Last week, Women on Web, a Canadian non-profit organisation facilitating access to safe abortion where it is legally restricted, stated that they would continue supporting Polish women to obtain safe abortions, widening their services to include medical abortions on the grounds of fetal abnormality. There is a key issue with such provision: prenatal tests detecting fetal abnormalities are only conducted in the 12th week of pregnancy. Late medical abortions carry a much higher risk of incomplete termination requiring surgical follow-up, compared to first trimester abortion, and in the current legal upheaval, it is uncertain whether doctors would be allowed to provide essential post-abortion care. [3–5]
The new ruling to ban abortion on the grounds of fetal anomaly does not bear signs of advocating for life. The Law and Justice party have shown numerous times that they are not working towards minimising the need for abortions. Nationally, there remains a systemic lack of access to contraception and sex education.  Nor do they have respect for the lives of children already born with disabilities. The current Polish government is notorious for its disregard towards families of people with disabilities, who often live on the edge of poverty with minimal national support.
It is crucial that the international medical community condemns this ruling and advocates for Polish women’s reproductive rights. That could include campaigns for free or subsidised abortion provision abroad for women from Poland, as was already suggested by the Green Party in Sweden and the Socialist Party in Norway.

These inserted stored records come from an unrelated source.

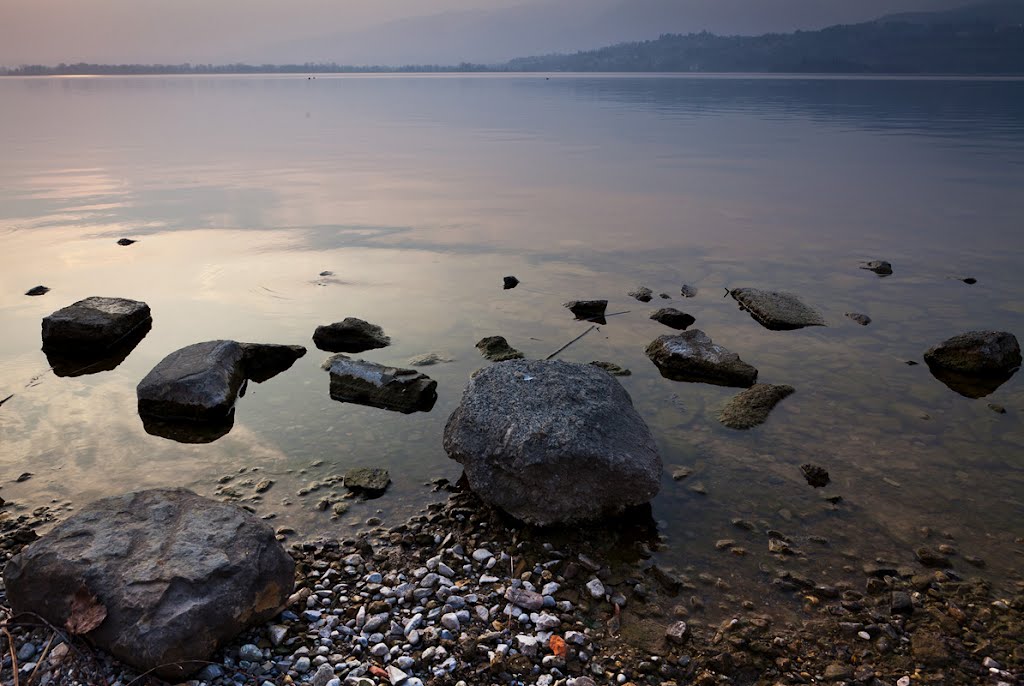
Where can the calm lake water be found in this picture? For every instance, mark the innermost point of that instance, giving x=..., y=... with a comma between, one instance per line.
x=421, y=193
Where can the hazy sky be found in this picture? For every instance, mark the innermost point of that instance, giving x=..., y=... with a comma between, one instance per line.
x=219, y=31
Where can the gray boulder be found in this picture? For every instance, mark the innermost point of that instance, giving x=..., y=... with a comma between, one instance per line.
x=350, y=335
x=552, y=442
x=976, y=362
x=380, y=386
x=178, y=575
x=777, y=310
x=693, y=356
x=93, y=325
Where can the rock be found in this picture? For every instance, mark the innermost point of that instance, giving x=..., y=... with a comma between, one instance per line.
x=692, y=356
x=815, y=476
x=497, y=349
x=379, y=386
x=588, y=309
x=671, y=316
x=350, y=335
x=975, y=363
x=368, y=479
x=880, y=267
x=776, y=310
x=612, y=369
x=178, y=575
x=94, y=325
x=643, y=294
x=753, y=405
x=552, y=441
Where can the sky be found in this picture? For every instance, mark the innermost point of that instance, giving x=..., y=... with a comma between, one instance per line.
x=380, y=31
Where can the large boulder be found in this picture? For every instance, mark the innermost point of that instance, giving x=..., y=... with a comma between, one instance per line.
x=693, y=356
x=777, y=310
x=976, y=362
x=94, y=325
x=553, y=442
x=367, y=383
x=350, y=335
x=177, y=574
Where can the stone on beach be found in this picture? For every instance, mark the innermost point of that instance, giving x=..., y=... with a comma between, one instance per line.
x=693, y=356
x=376, y=385
x=178, y=575
x=350, y=335
x=777, y=310
x=553, y=442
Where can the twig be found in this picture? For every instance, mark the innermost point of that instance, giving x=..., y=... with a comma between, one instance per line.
x=592, y=328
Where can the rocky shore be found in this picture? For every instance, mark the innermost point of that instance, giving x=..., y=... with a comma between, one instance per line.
x=461, y=594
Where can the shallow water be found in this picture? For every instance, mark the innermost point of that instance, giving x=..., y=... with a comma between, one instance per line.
x=421, y=193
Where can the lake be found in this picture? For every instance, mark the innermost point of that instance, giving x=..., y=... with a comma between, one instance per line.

The Tribunal’s decision is another attempt to victimising Polish women and dismantle Poland’s democratic rule. The decision was met with wide scale protests, with almost half a million citizens marching in Poland on last Wednesday to protest against this law. But unless these nationwide protests triumph and bring about a dramatic change in the law, women in Poland will face fear and isolation, being forced to risk their health and life carrying high-risk pregnancies to term, or to seek abortion care online or abroad, suffering the social, financial, mental and physical consequences of the Tribunal’s ruling.
Maria Lewandowska (Twitter: @lewandowska_mar): researcher in abortion provision at the London School of Hygiene and Tropical Medicine, MSc in Reproductive & Sexual Health Research.
Competing interests: None declared
- Fundacja Batorego. Stanowisko Zespołu Ekspertów Prawnych w sprawie rozstrzygnięcia Trybunału Konstytucyjnego dotyczącego aborcji. (2020). doi:10.1155/2010/706872.
- Oko.press. Aborcja w Trybunale. Dlaczego sędzia Kieres był przeciw. (2020).
- British Pregnancy Advisory Service. Termination of pregnancy for fetal anomaly. doi:10.1016/j.ijgo.2007.05.047.
- Grossman, D., Blanchard, K. & Blumenthal, P. Complications after Second Trimester Surgical and Medical Abortion. Reprod. Health Matters 16, 173–182 (2008).
- Mentula, M. J. et al. Immediate adverse events after second trimester medical termination of pregnancy: Results of a nationwide registry study. Hum. Reprod. 26, 927–932 (2011).